[irstlm] 44/78: topic scoring type is now a parameter to read from configuration file; code cleanup and optimization
Giulio Paci
giuliopaci-guest at moszumanska.debian.org
Tue May 17 07:47:04 UTC 2016
This is an automated email from the git hooks/post-receive script.

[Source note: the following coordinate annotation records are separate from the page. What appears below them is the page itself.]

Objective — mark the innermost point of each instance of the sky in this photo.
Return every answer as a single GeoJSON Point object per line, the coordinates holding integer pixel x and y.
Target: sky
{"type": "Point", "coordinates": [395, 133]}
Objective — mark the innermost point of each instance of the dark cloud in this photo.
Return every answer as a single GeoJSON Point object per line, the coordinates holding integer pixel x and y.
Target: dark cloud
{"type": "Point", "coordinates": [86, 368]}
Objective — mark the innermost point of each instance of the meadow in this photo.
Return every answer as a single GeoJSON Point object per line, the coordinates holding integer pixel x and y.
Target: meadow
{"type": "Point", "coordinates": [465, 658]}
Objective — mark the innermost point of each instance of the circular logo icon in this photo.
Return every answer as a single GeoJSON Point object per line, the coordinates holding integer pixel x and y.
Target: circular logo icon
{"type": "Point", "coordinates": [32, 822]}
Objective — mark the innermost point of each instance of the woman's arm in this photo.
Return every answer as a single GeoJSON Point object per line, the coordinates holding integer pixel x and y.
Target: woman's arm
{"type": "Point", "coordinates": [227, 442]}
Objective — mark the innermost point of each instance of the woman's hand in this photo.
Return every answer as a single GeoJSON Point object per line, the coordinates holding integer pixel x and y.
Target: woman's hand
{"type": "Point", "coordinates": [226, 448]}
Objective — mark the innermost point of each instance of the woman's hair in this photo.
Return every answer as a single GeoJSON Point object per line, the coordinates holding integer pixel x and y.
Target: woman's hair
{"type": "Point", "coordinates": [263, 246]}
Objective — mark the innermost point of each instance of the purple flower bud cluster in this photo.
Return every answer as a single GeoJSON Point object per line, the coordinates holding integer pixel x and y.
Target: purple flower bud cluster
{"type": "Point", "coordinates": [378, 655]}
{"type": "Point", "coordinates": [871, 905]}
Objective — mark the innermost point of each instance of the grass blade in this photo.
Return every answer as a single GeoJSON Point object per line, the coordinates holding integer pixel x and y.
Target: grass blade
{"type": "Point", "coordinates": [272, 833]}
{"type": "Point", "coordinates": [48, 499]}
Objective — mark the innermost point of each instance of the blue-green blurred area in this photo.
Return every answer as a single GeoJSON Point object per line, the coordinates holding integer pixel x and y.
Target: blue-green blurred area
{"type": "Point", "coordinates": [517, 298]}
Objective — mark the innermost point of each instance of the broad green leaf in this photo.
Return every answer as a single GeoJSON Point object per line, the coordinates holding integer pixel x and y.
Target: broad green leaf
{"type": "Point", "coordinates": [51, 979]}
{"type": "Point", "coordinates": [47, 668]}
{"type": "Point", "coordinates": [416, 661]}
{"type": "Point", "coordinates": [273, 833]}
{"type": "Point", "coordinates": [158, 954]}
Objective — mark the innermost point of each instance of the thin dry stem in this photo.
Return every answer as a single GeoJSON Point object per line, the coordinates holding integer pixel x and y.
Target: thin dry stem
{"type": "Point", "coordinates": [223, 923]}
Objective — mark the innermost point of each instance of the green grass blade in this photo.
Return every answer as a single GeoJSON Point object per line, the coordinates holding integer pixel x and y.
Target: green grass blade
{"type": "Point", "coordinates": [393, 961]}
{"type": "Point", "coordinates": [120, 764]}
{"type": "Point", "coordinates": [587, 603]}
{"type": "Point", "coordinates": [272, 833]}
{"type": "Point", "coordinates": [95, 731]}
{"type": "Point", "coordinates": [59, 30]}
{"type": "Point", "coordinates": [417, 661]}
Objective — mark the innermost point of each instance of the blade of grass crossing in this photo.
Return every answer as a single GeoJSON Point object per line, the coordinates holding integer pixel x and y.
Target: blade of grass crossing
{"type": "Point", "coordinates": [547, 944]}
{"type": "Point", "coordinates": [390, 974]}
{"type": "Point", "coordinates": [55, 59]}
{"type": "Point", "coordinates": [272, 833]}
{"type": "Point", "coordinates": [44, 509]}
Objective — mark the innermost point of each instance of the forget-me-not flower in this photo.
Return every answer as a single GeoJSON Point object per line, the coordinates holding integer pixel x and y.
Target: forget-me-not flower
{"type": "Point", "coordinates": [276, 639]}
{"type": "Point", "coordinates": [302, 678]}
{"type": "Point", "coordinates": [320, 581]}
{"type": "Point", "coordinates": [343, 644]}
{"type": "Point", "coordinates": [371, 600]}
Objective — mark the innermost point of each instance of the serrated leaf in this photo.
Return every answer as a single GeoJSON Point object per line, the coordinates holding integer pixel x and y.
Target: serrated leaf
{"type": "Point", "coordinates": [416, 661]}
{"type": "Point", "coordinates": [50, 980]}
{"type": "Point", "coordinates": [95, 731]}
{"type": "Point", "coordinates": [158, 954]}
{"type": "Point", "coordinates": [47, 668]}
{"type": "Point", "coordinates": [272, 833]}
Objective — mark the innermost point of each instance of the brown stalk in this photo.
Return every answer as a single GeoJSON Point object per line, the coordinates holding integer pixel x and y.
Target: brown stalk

giuliopaci-guest pushed a commit to tag adaptiveLM.v0.10
in repository irstlm.
commit 58742a2a6ef5f23adef8db537a359ea0a054d9c2
Author: Nicola Bertoldi <bertoldi at fbk.eu>
Date: Thu Nov 19 10:39:25 2015 +0100
topic scoring type is now a parameter to read from configuration file; code cleanup and optimization
---
src/context-similarity.cpp | 39 ++++++++++++++++++---------------
src/context-similarity.h | 23 ++++++++++++++++++++
src/lmContextDependent.cpp | 54 ++++++++++++++++++++++++++++++++++++----------
src/lmContextDependent.h | 2 +-
src/lmInterpolation.cpp | 19 ++++++++++++----
5 files changed, 104 insertions(+), 33 deletions(-)
diff --git a/src/context-similarity.cpp b/src/context-similarity.cpp
index 0f2af82..a4ac74c 100644
--- a/src/context-similarity.cpp
+++ b/src/context-similarity.cpp
@@ -56,7 +56,7 @@ namespace irstlm {
m_smoothing = 0.001;
m_threshold_on_h = 0;
m_active=true;
-
+ m_score_type = TOPIC_SCORE_TYPE_2;
m_topic_size = m_k_ngt->getDict()->size();
VERBOSE(1, "There are " << m_topic_size << " topics in the model" << std::endl);
@@ -217,15 +217,20 @@ namespace irstlm {
}
double ContextSimilarity::topic_score(ngram& ng, ngramtable& ngt, ngramtable& ngt2){
-#ifdef OPTION_1
- return topic_score_option1(ng, ngt, ngt2);
-#elif OPTION_2
- return topic_score_option2(ng, ngt, ngt2);
-#elif OPTION_3
- return topic_score_option3(ng, ngt, ngt2);
-#else
- return topic_score_option0(ng, ngt, ngt2);
-#endif
+ switch (m_score_type){
+ case TOPIC_SCORE_TYPE_0:
+ return topic_score_option0(ng, ngt, ngt2);
+ case TOPIC_SCORE_TYPE_1:
+ return topic_score_option1(ng, ngt, ngt2);
+ case TOPIC_SCORE_TYPE_2:
+ return topic_score_option2(ng, ngt, ngt2);
+ case TOPIC_SCORE_TYPE_3:
+ return topic_score_option3(ng, ngt, ngt2);
+ default:
+ std::stringstream ss_msg;
+ ss_msg << "Topic score type " << m_score_type << " is unknown.";
+ exit_error(IRSTLM_ERROR_DATA,ss_msg.str());
+ }
}
double ContextSimilarity::topic_score_option0(ngram& ng, ngramtable& ngt, ngramtable& ngt2)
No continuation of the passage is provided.